Scholar, writer and former executive editor at The Economist, Anthony Gottlieb, wrote about the Enlightenment in his two books, ‘The Dream of Reason’ and ‘The Dream of Enlightenment’. Counter to the popular narrative, he argues that the overwhelming majority of Enlightenment thinkers reconciled between faith in God and a reason based method of enquiry. From his interview with Spiked:
“So anti-clericalism is a good way of encapsulating the main sense in which the Enlightenment was anti-religious. Its protagonists wanted to limit the power of the church to persecute people and to execute people, merely because they believed and said the wrong things. However, most of the key Enlightenment philosophers – probably the only exception among the main figures is David Hume (1711-1776) – believed in God. So, in the modern sense, in our sense, they were religious. After all, we tend to think of someone as fairly religious if they believe in God, and those who attack religion today tend to attack the belief in God itself.”

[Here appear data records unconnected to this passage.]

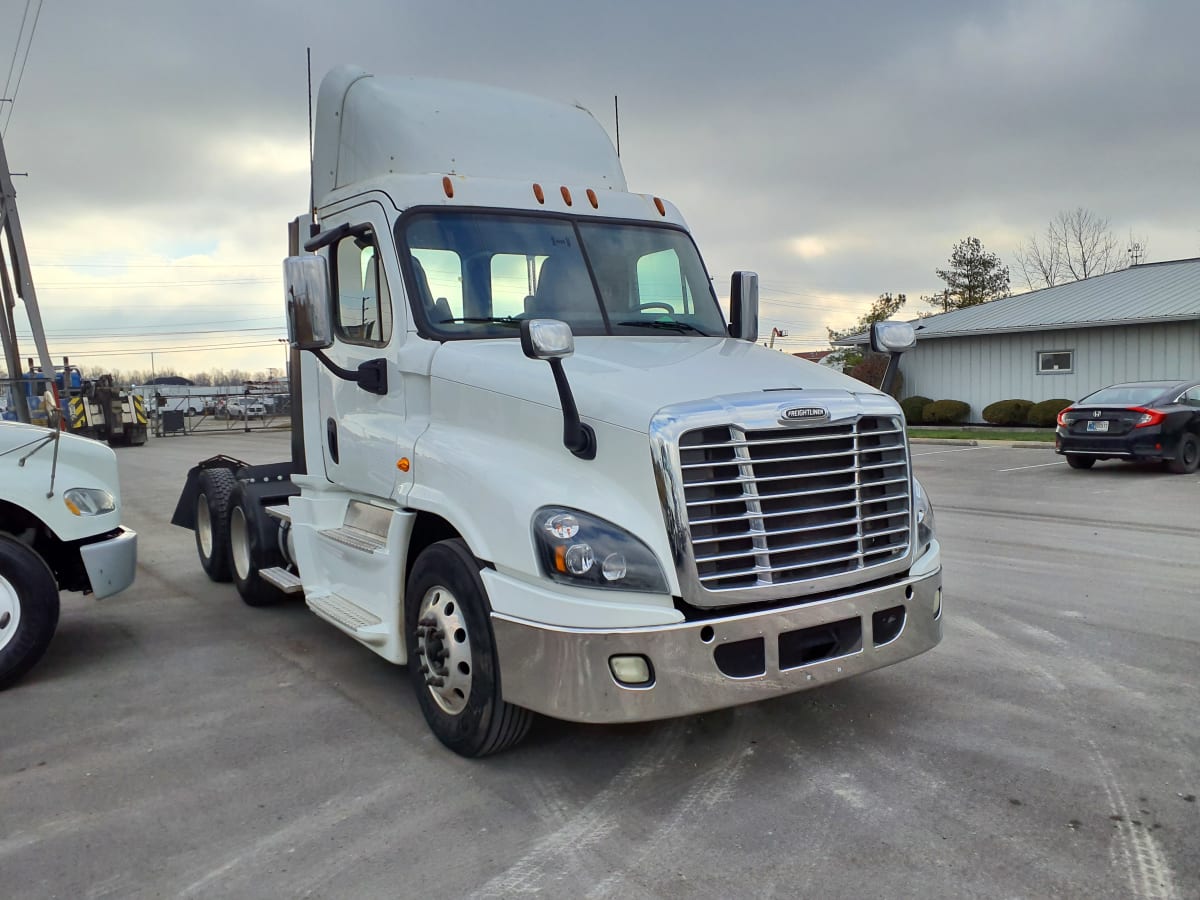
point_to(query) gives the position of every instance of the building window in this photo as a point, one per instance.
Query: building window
(1056, 361)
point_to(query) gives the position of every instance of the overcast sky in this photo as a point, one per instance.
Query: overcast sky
(839, 150)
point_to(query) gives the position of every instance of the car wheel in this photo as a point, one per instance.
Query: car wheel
(29, 610)
(1187, 456)
(213, 522)
(451, 654)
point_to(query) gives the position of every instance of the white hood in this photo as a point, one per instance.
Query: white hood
(624, 381)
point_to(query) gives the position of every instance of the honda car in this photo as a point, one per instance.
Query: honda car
(1134, 421)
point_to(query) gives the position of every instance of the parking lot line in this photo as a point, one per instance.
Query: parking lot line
(1039, 466)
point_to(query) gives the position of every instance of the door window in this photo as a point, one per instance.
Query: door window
(364, 303)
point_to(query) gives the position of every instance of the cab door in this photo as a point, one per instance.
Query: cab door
(358, 429)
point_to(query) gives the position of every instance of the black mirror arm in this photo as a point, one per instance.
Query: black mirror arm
(370, 376)
(577, 437)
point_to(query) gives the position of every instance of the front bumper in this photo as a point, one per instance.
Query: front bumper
(719, 663)
(111, 563)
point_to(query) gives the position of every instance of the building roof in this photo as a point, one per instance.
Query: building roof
(1140, 294)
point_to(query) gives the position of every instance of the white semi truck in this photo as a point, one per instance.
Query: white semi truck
(60, 509)
(531, 457)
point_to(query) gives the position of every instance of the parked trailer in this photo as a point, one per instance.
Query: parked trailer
(671, 520)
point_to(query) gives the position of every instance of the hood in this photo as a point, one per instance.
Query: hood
(624, 381)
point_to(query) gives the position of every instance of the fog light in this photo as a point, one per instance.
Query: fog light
(615, 567)
(630, 670)
(580, 558)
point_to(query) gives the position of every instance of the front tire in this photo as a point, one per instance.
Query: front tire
(29, 610)
(213, 522)
(451, 654)
(249, 552)
(1187, 457)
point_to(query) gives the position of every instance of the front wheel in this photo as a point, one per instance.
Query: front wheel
(29, 610)
(213, 522)
(451, 654)
(1187, 457)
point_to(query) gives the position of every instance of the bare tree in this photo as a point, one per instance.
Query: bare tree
(1078, 244)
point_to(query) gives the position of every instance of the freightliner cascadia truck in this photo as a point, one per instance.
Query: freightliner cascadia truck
(534, 462)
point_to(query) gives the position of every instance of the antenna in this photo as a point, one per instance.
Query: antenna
(616, 113)
(312, 199)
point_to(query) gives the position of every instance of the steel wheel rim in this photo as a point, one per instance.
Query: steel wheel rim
(10, 612)
(443, 649)
(204, 526)
(239, 543)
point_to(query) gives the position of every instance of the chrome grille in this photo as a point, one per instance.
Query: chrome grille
(783, 505)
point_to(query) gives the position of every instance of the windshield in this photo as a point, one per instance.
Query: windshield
(478, 275)
(1128, 394)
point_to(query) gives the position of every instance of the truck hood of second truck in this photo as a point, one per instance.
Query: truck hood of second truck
(625, 381)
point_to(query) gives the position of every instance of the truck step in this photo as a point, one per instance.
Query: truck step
(349, 617)
(282, 513)
(282, 579)
(357, 538)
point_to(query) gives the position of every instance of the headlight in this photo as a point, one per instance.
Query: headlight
(581, 550)
(925, 522)
(89, 501)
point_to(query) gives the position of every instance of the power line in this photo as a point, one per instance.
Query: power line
(12, 97)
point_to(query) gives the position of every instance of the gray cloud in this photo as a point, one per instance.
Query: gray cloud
(879, 132)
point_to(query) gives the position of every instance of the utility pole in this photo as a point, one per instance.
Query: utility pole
(21, 286)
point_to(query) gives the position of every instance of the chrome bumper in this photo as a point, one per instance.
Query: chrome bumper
(565, 672)
(111, 563)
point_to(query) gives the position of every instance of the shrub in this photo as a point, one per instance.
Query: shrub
(1008, 412)
(1047, 412)
(947, 412)
(915, 408)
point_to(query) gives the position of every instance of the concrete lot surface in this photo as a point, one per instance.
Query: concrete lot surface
(178, 743)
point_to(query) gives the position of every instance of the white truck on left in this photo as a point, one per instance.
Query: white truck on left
(60, 529)
(60, 509)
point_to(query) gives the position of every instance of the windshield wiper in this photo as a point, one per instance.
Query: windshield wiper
(671, 325)
(480, 319)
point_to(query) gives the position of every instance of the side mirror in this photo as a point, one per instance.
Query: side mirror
(744, 306)
(309, 309)
(552, 341)
(893, 336)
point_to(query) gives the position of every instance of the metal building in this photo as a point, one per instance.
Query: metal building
(1138, 324)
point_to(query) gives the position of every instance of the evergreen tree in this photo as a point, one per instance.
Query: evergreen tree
(975, 276)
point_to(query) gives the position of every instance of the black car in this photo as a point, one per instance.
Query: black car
(1139, 420)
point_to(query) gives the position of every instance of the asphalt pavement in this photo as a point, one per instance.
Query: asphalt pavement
(177, 743)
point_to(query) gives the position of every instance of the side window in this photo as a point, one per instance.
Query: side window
(442, 289)
(364, 303)
(661, 285)
(1056, 361)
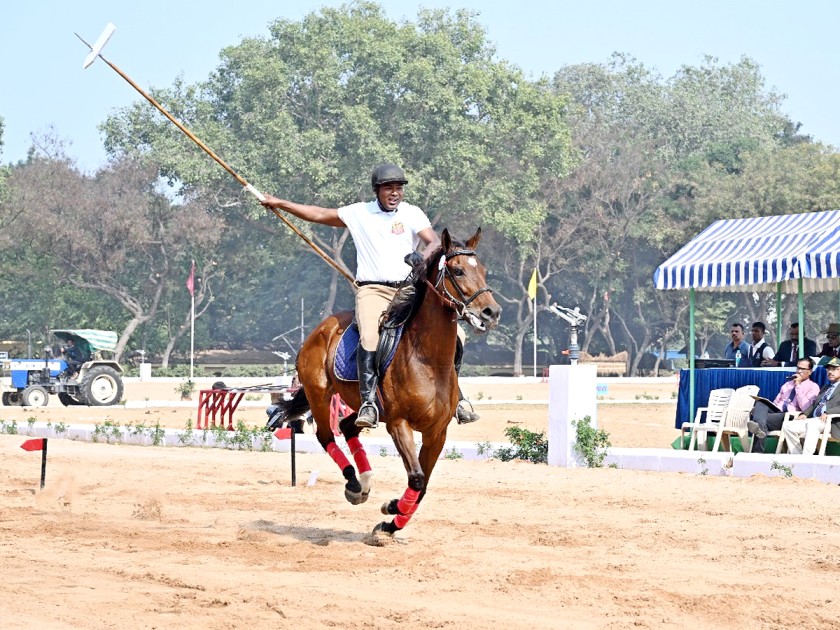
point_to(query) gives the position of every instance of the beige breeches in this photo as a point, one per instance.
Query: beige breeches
(371, 301)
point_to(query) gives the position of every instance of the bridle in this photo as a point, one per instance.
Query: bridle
(460, 303)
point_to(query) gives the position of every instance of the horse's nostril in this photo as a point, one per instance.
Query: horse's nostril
(491, 312)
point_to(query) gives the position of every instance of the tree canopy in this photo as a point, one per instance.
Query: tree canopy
(592, 177)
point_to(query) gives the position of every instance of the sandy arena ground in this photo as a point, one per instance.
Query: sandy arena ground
(152, 537)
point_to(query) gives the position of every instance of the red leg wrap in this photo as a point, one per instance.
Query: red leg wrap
(406, 506)
(359, 455)
(338, 455)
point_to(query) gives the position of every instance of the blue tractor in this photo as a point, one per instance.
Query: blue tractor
(81, 376)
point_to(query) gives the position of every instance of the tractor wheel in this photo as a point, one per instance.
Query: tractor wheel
(67, 400)
(101, 386)
(11, 399)
(34, 396)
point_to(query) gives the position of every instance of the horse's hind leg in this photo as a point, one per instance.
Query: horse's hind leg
(321, 412)
(419, 470)
(351, 435)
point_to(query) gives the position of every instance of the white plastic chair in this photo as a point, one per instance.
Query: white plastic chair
(781, 445)
(715, 411)
(826, 436)
(735, 417)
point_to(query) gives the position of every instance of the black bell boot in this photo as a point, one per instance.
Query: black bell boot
(368, 414)
(462, 413)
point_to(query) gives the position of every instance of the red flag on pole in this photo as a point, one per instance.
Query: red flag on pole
(33, 445)
(191, 280)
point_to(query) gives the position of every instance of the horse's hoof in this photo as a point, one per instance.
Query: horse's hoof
(385, 528)
(366, 483)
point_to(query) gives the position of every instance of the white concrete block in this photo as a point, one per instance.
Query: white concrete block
(572, 397)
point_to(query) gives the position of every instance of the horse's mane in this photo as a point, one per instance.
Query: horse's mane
(405, 304)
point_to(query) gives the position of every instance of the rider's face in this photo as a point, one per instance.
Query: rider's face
(390, 195)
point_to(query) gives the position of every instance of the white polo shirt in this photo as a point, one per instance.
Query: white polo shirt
(383, 239)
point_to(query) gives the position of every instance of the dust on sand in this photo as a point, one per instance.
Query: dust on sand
(150, 537)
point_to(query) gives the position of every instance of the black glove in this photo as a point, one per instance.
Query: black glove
(413, 259)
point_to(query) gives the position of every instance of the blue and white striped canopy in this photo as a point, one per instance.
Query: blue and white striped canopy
(759, 253)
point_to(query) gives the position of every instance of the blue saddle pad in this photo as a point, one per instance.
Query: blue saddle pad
(346, 368)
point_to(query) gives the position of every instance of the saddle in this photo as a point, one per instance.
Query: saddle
(345, 366)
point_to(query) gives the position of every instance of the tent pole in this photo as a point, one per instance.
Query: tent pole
(691, 354)
(778, 314)
(801, 321)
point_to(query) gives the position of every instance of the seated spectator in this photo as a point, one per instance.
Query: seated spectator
(832, 347)
(796, 394)
(788, 352)
(811, 422)
(760, 350)
(737, 345)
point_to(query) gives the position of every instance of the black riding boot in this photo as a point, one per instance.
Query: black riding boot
(368, 415)
(462, 414)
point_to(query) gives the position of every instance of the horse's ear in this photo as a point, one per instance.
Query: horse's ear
(472, 243)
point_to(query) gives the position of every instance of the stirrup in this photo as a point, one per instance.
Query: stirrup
(464, 415)
(363, 418)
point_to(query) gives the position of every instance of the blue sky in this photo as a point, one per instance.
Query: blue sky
(43, 86)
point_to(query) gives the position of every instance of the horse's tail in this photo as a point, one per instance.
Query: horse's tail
(288, 410)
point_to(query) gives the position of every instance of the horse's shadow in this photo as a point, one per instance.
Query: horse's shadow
(315, 535)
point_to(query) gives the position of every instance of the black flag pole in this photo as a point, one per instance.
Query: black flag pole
(44, 464)
(38, 444)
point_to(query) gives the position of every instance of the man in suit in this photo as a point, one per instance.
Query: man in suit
(789, 350)
(832, 346)
(737, 350)
(796, 394)
(811, 422)
(760, 350)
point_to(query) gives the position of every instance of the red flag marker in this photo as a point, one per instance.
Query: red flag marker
(34, 445)
(191, 279)
(38, 444)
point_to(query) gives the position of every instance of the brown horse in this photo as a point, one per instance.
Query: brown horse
(419, 391)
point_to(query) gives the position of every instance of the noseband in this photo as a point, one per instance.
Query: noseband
(460, 303)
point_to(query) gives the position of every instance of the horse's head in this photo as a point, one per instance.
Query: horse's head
(459, 275)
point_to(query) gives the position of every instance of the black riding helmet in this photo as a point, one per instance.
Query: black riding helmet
(387, 174)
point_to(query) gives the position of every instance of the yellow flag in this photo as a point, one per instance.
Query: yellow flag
(532, 285)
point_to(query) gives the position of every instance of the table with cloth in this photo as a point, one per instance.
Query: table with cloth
(769, 381)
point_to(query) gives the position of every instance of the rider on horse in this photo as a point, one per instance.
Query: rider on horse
(386, 232)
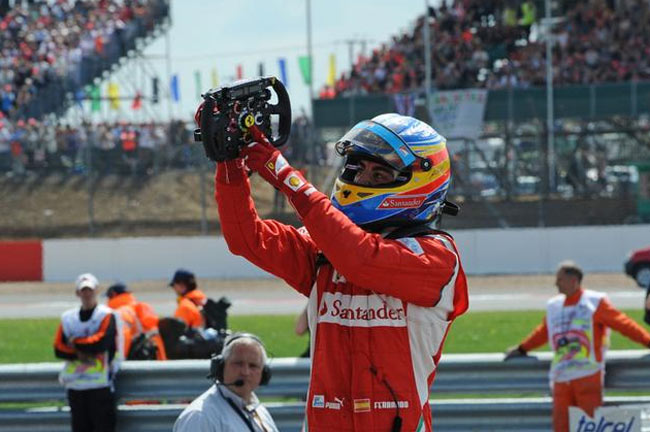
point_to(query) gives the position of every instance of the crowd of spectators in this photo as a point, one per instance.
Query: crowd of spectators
(43, 41)
(498, 43)
(46, 146)
(43, 147)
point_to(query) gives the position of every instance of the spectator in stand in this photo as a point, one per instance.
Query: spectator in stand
(46, 42)
(489, 45)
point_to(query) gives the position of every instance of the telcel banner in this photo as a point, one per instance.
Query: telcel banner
(631, 418)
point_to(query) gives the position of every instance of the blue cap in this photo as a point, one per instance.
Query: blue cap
(115, 289)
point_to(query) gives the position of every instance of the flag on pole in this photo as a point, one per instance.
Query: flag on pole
(137, 101)
(114, 95)
(95, 98)
(331, 74)
(197, 83)
(282, 64)
(215, 78)
(176, 96)
(155, 93)
(79, 96)
(305, 68)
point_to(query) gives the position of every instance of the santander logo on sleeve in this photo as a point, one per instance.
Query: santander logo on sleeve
(361, 310)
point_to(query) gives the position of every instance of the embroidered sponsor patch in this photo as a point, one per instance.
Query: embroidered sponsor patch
(333, 405)
(280, 164)
(318, 401)
(390, 404)
(294, 182)
(412, 244)
(277, 165)
(402, 202)
(361, 311)
(361, 405)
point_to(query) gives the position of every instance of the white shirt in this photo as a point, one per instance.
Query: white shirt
(211, 412)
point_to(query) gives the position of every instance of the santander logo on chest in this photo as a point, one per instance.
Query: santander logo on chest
(361, 310)
(393, 202)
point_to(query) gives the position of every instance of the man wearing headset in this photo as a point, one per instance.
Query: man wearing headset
(231, 405)
(384, 285)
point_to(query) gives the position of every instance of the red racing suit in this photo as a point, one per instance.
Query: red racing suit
(379, 311)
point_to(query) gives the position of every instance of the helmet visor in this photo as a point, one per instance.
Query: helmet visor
(378, 141)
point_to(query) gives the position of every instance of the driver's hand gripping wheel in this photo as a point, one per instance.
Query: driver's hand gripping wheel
(228, 114)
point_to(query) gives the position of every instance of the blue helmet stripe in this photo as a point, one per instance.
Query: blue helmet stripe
(393, 140)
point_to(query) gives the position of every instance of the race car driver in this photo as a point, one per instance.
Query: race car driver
(383, 285)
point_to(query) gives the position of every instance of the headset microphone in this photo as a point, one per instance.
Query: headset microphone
(236, 383)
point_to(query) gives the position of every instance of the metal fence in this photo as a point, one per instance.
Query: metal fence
(167, 383)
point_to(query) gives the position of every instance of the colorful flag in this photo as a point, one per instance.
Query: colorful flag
(95, 98)
(197, 83)
(79, 96)
(137, 101)
(305, 68)
(282, 64)
(176, 96)
(215, 78)
(155, 93)
(331, 74)
(114, 95)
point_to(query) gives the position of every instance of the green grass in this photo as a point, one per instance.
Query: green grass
(30, 340)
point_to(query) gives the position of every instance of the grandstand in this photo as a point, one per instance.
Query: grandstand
(507, 172)
(79, 181)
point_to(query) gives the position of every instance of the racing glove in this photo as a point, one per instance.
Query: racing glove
(266, 160)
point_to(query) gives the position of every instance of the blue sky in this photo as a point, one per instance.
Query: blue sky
(221, 34)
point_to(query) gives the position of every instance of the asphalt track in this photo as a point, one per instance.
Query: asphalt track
(272, 296)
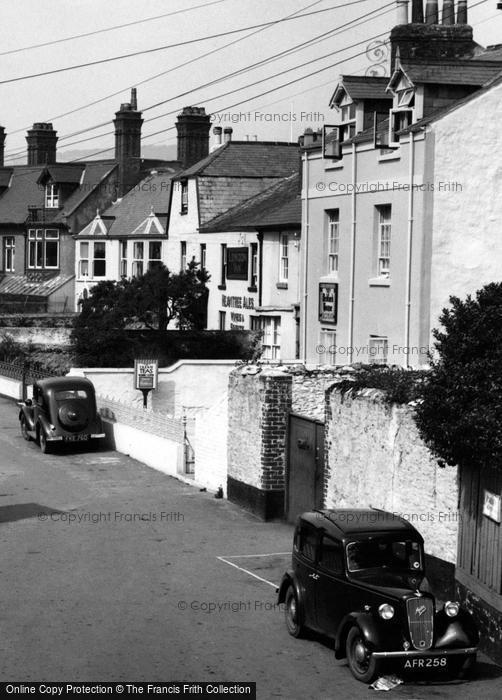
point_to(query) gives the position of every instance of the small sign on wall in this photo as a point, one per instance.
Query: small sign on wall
(145, 374)
(492, 506)
(328, 302)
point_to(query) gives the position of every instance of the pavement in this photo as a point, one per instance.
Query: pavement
(112, 571)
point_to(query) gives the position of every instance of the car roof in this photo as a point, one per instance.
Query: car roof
(62, 383)
(346, 522)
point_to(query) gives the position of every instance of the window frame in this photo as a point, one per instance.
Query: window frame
(333, 240)
(9, 253)
(38, 241)
(283, 258)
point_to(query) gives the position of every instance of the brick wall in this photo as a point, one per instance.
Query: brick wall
(376, 458)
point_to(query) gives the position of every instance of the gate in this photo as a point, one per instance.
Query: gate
(305, 466)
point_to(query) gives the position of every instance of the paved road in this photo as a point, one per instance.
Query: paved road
(111, 571)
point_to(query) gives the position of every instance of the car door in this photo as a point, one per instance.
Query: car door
(332, 594)
(305, 552)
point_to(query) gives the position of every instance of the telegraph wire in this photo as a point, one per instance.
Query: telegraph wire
(317, 39)
(187, 42)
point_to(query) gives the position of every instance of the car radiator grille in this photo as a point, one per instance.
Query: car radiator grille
(421, 622)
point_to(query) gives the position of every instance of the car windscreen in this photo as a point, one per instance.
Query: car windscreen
(66, 394)
(391, 553)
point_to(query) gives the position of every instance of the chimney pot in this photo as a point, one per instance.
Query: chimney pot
(402, 11)
(41, 140)
(417, 12)
(193, 126)
(462, 12)
(448, 12)
(432, 12)
(2, 145)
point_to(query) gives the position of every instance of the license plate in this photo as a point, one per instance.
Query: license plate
(438, 663)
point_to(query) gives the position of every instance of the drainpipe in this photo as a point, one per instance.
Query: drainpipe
(305, 244)
(410, 242)
(353, 255)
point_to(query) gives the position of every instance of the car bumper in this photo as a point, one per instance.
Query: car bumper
(430, 653)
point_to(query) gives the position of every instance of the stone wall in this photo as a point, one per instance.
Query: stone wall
(376, 458)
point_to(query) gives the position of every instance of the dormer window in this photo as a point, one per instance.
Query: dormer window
(347, 120)
(51, 196)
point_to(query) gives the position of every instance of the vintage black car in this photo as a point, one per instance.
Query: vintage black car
(358, 578)
(63, 409)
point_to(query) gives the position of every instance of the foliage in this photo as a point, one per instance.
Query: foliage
(99, 337)
(10, 348)
(460, 415)
(159, 297)
(399, 385)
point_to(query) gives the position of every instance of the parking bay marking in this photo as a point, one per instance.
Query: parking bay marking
(249, 556)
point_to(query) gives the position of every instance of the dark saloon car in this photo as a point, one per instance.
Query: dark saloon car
(358, 577)
(63, 409)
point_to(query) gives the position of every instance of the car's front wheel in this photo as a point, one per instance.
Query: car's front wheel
(292, 614)
(363, 665)
(24, 428)
(45, 446)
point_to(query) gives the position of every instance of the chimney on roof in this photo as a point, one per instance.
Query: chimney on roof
(128, 123)
(448, 12)
(42, 140)
(431, 12)
(402, 11)
(417, 12)
(462, 12)
(2, 145)
(193, 126)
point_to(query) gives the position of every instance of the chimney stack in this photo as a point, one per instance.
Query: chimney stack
(431, 12)
(417, 12)
(193, 126)
(402, 11)
(128, 123)
(462, 12)
(448, 12)
(42, 140)
(2, 145)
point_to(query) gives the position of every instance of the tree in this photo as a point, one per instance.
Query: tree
(460, 415)
(159, 297)
(99, 336)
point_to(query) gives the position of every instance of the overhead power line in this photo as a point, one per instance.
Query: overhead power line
(171, 46)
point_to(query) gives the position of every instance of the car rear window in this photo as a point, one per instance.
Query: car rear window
(70, 394)
(384, 552)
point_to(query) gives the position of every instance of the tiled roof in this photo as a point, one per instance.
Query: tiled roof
(32, 285)
(361, 87)
(247, 159)
(458, 72)
(278, 206)
(124, 217)
(94, 174)
(24, 191)
(63, 172)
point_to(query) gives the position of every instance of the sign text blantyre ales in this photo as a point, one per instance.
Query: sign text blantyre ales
(180, 689)
(237, 263)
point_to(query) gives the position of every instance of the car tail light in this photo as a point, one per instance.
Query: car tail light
(451, 608)
(386, 611)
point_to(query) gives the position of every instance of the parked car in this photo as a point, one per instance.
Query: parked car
(63, 409)
(358, 577)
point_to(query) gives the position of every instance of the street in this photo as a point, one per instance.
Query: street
(112, 571)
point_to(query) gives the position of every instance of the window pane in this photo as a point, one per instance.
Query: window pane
(51, 253)
(155, 248)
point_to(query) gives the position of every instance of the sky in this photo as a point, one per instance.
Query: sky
(281, 114)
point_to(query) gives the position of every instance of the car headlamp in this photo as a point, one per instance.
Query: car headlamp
(386, 611)
(451, 608)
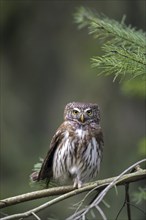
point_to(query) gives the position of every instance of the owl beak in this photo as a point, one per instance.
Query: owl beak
(82, 118)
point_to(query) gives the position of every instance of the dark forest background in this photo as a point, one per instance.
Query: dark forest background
(45, 63)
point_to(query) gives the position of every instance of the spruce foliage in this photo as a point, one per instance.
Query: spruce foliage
(124, 47)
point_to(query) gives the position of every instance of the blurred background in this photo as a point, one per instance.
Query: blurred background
(45, 63)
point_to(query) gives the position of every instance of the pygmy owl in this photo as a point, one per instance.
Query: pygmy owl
(76, 148)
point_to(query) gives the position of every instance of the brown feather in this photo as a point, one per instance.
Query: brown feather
(46, 171)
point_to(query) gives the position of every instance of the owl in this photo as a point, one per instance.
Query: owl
(76, 148)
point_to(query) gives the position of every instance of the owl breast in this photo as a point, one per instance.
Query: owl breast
(77, 157)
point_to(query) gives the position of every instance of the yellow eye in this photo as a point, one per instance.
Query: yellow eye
(89, 112)
(75, 112)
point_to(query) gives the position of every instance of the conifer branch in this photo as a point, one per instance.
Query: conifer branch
(123, 46)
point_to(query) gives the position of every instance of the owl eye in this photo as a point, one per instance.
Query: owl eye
(75, 112)
(89, 112)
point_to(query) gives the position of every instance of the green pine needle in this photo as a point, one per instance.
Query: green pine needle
(124, 47)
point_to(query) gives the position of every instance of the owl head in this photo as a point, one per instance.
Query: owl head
(82, 112)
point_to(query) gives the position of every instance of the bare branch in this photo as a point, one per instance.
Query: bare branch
(132, 177)
(107, 188)
(68, 191)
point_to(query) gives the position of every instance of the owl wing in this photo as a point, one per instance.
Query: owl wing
(46, 171)
(100, 140)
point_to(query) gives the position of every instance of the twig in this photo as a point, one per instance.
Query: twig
(132, 177)
(127, 200)
(127, 178)
(104, 192)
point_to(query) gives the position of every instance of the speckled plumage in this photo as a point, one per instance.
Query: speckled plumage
(76, 148)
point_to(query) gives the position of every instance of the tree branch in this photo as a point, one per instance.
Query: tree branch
(127, 178)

“Yes, it was certainly common throughout the period to think that the more science shows you about nature, the more it showed the evidence of God. Isaac Newton (1643-1727) was very specific about this. He endorsed what we now call the argument of design, that is, the idea that there is evidence of design in nature. Newton thought that the further you looked into the workings of the natural world, the more you saw the evidence of God. And most Enlightenment thinkers, except for Hume and some after him, accepted that idea.”